Background: The wealth of genomic data in bacteria is helping microbiologists understand the factors involved in gene innovation. Among these, the expansion and reduction of gene families appears to have a fundamental role in this, but the factors influencing gene family size are unclear.
Results: The relative content of paralogous genes in bacterial genomes increases with genome size, largely due to the expansion of gene family size in large genomes. Bacteria undergoing genome reduction display a parallel process of redundancy elimination, by which gene families are reduced to one or a few members. Gene family size is also influenced by sequence divergence and physiological function. Large gene families show wider sequence divergence, suggesting they are probably older, and certain functions (such as metabolite transport mechanisms) are overrepresented in large families. The size of a given gene family is remarkably similar in strains of the same species and in closely related species, suggesting that homologous gene families are vertically transmitted and depend little on horizontal gene transfer (HGT).

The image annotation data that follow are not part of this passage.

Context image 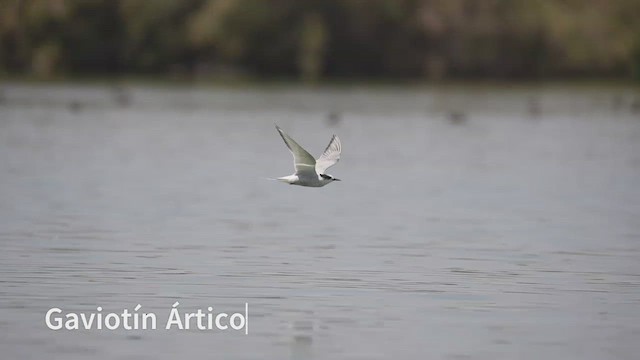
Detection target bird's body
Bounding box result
[276,125,342,187]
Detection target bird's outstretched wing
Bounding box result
[276,125,318,176]
[316,135,342,174]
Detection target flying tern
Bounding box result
[275,125,342,187]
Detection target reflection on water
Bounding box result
[0,85,640,359]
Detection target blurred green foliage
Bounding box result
[0,0,640,82]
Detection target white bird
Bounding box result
[275,125,342,187]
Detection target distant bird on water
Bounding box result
[273,125,342,187]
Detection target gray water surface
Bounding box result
[0,84,640,360]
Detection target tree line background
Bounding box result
[0,0,640,81]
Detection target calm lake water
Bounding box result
[0,84,640,360]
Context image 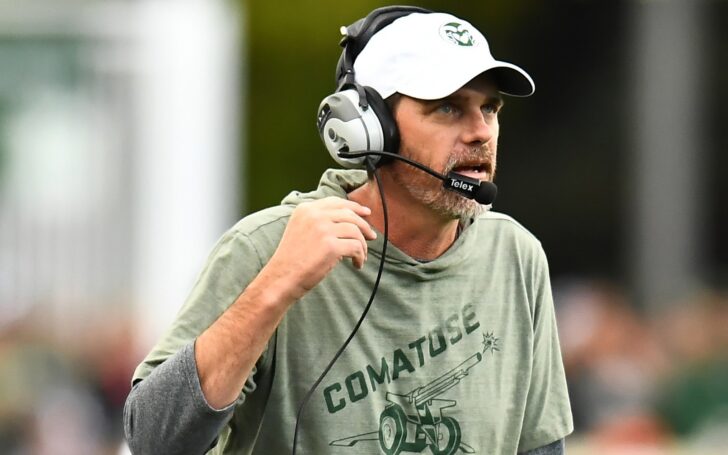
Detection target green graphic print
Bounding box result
[329,332,500,455]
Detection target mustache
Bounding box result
[444,145,495,175]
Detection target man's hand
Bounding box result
[261,197,377,300]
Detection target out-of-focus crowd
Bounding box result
[0,283,728,455]
[0,314,137,455]
[555,283,728,454]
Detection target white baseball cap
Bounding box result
[354,13,535,100]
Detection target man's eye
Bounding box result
[482,103,500,114]
[437,103,455,114]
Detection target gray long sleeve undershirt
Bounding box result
[124,343,235,455]
[124,342,565,455]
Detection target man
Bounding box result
[124,7,572,454]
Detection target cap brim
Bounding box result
[392,60,535,100]
[487,62,536,96]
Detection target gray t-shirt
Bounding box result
[133,171,573,455]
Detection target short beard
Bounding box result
[393,150,490,220]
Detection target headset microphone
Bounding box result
[338,150,498,205]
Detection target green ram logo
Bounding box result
[440,22,475,46]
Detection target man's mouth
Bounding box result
[452,162,490,180]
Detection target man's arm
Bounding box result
[195,198,376,409]
[521,439,566,455]
[124,198,376,453]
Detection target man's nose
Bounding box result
[463,109,497,144]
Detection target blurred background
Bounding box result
[0,0,728,454]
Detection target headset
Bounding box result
[316,6,432,168]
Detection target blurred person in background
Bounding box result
[124,7,572,455]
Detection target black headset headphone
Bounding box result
[316,6,432,168]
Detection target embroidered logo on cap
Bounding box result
[440,22,476,46]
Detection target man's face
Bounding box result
[390,75,503,218]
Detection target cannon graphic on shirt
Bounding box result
[331,352,483,455]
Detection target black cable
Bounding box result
[338,150,446,180]
[291,159,389,455]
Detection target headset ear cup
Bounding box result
[316,89,386,168]
[364,87,399,160]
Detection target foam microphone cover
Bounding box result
[473,181,498,205]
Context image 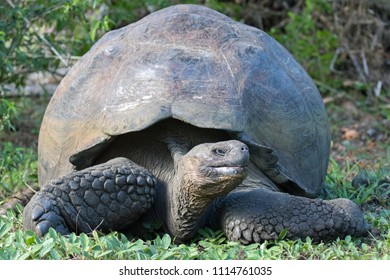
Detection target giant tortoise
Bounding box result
[23,5,368,243]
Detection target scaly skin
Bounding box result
[220,188,369,244]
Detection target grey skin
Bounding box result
[23,120,368,243]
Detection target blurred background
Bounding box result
[0,0,390,199]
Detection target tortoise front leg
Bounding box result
[220,188,369,243]
[23,158,157,236]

Conclusions: The remarkable preservation of copy numbers in widely different ecotypes indicates a functional role for the different copies rather than simply a back-up role. When different genera are compared, the increase in phylogenetic distance and/or ecological specialization disrupts this preservation, albeit in a gradual manner and maintaining an overall similarity, which also supports this view. HGT can have an important role, however, in nonhomologous gene families, as exemplified by a comparison between saprophytic and enterohemorrhagic strains of Escherichia coli.